Lizelle: Good question, Daniel. We believe that if we divest, we are unable to

 

[05:57–06:09] have positive impact. So divestment is certainly not unheard of, but we are active investors and we do take several measures before deciding to do so. When engaging with companies, we raise the

 

[06:09–06:22] issue and then we consider whether a company is willing and able to improve. If a company acknowledges the issue, that is the first step and we are able to continue our engagement and put forward certain demands.

 

[06:23–06:39] Daniel: How do you see the results of your engagement beyond a company simply saying that they will look into the issue? 

 

Lizelle: We certainly are result focused and to facilitate this we have a milestone based approach to engagement and we monitor the progress of these companies through the milestones.

 

[06:40–06:56] When we raise an issue the engagement is in milestone one. When a company acknowledges the issue we move it to milestone two. But we only move it to milestone two if the company is acknowledging the issue and we are confident that the engagement has a reasonable chance of success.

 

[06:57–07:16] For example, Heidelberg Cement, referred to earlier, have confirmed that they are now linking these sustainability targets with a long-term incentive plan. This warranted a move to milestone two. When Heidelberg Cement starts to implement the program, we will move them to milestone three. And once it's finalized, we will move it to

 

[07:17–07:33] milestone four. 

 

Danny: And maybe a good example also, Lisa, is that we booked good engagement results with companies, for instance, in the European oil and gas sector.

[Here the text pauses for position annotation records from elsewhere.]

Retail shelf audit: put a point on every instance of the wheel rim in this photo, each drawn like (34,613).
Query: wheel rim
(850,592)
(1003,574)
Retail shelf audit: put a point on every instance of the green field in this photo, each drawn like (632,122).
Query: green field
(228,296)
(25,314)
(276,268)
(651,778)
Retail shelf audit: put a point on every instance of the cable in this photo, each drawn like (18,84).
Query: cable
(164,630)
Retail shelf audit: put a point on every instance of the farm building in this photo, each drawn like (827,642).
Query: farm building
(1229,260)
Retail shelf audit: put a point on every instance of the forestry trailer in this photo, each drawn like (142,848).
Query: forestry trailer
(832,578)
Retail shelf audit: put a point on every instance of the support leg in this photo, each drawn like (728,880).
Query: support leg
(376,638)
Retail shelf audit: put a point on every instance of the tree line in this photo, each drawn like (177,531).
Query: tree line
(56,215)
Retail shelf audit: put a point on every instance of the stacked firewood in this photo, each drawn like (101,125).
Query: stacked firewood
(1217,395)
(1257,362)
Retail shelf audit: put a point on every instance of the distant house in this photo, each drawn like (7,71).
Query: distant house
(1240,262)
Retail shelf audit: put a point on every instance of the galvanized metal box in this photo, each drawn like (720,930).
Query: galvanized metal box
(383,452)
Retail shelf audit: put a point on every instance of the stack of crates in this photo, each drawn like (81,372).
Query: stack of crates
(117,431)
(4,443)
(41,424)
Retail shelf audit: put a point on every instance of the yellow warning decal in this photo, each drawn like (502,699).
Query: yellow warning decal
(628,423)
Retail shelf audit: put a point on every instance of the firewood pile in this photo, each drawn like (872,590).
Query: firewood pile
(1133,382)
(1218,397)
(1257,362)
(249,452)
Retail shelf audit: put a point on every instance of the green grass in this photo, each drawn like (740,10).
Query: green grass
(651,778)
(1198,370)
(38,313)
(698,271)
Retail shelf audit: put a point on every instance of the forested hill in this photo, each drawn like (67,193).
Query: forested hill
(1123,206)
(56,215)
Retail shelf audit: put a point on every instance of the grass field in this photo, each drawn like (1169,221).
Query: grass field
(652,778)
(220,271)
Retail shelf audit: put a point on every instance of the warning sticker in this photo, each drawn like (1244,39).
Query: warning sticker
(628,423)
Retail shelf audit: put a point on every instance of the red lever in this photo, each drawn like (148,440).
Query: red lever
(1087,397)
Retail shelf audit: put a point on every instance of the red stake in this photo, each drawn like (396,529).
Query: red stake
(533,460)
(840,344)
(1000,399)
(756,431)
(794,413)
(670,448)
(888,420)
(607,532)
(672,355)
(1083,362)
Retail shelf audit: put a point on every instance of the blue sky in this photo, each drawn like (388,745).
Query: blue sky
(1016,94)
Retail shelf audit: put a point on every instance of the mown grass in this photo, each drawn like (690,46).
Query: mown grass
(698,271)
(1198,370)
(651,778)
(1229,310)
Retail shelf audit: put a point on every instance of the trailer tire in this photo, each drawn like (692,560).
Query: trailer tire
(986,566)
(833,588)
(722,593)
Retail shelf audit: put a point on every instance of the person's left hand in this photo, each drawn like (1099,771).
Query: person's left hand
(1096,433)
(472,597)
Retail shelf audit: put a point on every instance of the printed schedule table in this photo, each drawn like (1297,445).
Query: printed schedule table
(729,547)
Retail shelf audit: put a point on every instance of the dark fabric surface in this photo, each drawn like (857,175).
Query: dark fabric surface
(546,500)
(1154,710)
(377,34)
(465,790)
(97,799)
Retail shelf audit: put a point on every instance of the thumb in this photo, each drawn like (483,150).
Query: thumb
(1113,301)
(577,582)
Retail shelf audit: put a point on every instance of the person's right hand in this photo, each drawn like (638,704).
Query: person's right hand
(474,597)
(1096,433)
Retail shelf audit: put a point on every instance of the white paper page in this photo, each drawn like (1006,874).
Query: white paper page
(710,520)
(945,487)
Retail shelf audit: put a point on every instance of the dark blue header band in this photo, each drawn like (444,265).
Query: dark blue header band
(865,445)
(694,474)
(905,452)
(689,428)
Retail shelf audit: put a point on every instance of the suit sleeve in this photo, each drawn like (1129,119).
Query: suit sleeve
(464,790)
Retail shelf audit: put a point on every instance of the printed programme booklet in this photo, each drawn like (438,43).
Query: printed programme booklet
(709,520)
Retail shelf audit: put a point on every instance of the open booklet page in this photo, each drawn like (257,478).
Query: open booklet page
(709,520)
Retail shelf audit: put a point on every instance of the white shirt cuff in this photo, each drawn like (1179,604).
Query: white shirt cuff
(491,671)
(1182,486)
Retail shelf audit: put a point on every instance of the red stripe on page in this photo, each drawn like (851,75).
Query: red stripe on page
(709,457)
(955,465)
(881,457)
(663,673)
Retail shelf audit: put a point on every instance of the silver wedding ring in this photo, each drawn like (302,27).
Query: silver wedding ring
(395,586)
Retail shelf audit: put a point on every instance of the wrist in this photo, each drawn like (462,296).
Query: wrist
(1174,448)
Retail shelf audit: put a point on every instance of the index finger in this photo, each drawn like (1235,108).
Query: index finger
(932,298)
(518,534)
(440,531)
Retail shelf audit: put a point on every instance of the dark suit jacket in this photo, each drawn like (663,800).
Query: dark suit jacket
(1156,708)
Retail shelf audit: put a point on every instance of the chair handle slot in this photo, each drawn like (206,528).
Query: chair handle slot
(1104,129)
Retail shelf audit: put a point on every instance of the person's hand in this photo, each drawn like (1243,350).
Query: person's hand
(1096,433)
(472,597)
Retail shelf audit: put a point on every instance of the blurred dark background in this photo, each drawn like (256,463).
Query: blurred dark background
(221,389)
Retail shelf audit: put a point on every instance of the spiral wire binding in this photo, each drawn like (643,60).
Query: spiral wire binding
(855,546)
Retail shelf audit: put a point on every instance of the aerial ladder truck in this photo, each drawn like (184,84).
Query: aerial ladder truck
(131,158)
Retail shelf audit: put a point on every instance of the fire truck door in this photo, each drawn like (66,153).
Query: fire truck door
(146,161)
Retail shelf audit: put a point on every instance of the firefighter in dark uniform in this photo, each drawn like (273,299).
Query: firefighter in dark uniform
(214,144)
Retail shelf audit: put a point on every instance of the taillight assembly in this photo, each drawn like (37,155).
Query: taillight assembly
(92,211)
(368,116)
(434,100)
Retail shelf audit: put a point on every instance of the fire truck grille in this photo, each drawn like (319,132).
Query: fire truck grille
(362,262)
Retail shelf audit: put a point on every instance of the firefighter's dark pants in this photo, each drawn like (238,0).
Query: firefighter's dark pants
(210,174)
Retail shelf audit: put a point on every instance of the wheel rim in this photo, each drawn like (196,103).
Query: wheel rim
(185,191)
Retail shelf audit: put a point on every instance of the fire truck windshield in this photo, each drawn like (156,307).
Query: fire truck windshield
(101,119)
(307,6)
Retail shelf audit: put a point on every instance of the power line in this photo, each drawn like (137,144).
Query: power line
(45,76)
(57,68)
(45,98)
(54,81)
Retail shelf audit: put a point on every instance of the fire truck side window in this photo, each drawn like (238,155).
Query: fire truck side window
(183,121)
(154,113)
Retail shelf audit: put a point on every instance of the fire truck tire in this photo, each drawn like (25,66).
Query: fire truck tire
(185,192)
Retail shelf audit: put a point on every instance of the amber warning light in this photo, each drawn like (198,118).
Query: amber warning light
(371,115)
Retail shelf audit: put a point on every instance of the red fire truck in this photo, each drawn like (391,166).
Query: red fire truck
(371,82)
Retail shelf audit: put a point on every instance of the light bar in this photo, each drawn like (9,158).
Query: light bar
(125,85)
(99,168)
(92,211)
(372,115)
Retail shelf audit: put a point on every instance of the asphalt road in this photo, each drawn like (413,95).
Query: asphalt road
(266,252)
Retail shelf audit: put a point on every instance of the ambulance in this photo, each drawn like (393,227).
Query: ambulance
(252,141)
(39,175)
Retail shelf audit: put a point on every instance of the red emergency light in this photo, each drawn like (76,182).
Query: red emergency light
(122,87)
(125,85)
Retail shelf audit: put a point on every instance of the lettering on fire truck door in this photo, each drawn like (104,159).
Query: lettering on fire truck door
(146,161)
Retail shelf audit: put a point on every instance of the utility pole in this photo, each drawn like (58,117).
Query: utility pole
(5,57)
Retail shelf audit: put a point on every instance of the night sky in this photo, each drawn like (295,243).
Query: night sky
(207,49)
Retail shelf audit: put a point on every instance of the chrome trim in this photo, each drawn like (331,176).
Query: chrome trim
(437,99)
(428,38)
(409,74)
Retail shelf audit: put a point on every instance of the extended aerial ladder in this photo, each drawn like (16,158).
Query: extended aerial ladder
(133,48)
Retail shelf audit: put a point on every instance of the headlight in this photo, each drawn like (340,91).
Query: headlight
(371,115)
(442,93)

So the European oil and gas majors, for instance, BP and Shell, when we started engagement a few years ago, they didn't take

 

[07:33–07:52] into account, for instance, scope three, which includes the products and services they sell to end clients. And they also didn't have net zero commitments. So based on our engagements and based on the progress in that respect, if you look at it

 

[07:52–08:08] now, they include scope three, which is really the main element in their whole greenhouse gas emissions. But also they included net zero commitments by 2050 or earlier, they have a decarbonization plan and also a more credible CapEx plan.

 

[08:08–08:22] Of course, they still need to take steps, but you can really see that engagement is driving the needle. And also that partnering up with those companies and other investors can really move the needle

 

[08:22–08:36] towards real world change. 

 

Daniel: Fantastic, Danny. And thank you both. I think it's clear you've built an effective and robust engagement framework. And with that, we've come to the end of this podcast. Thanks again, Lizelle and Danny, and we wish you a nice rest of your day.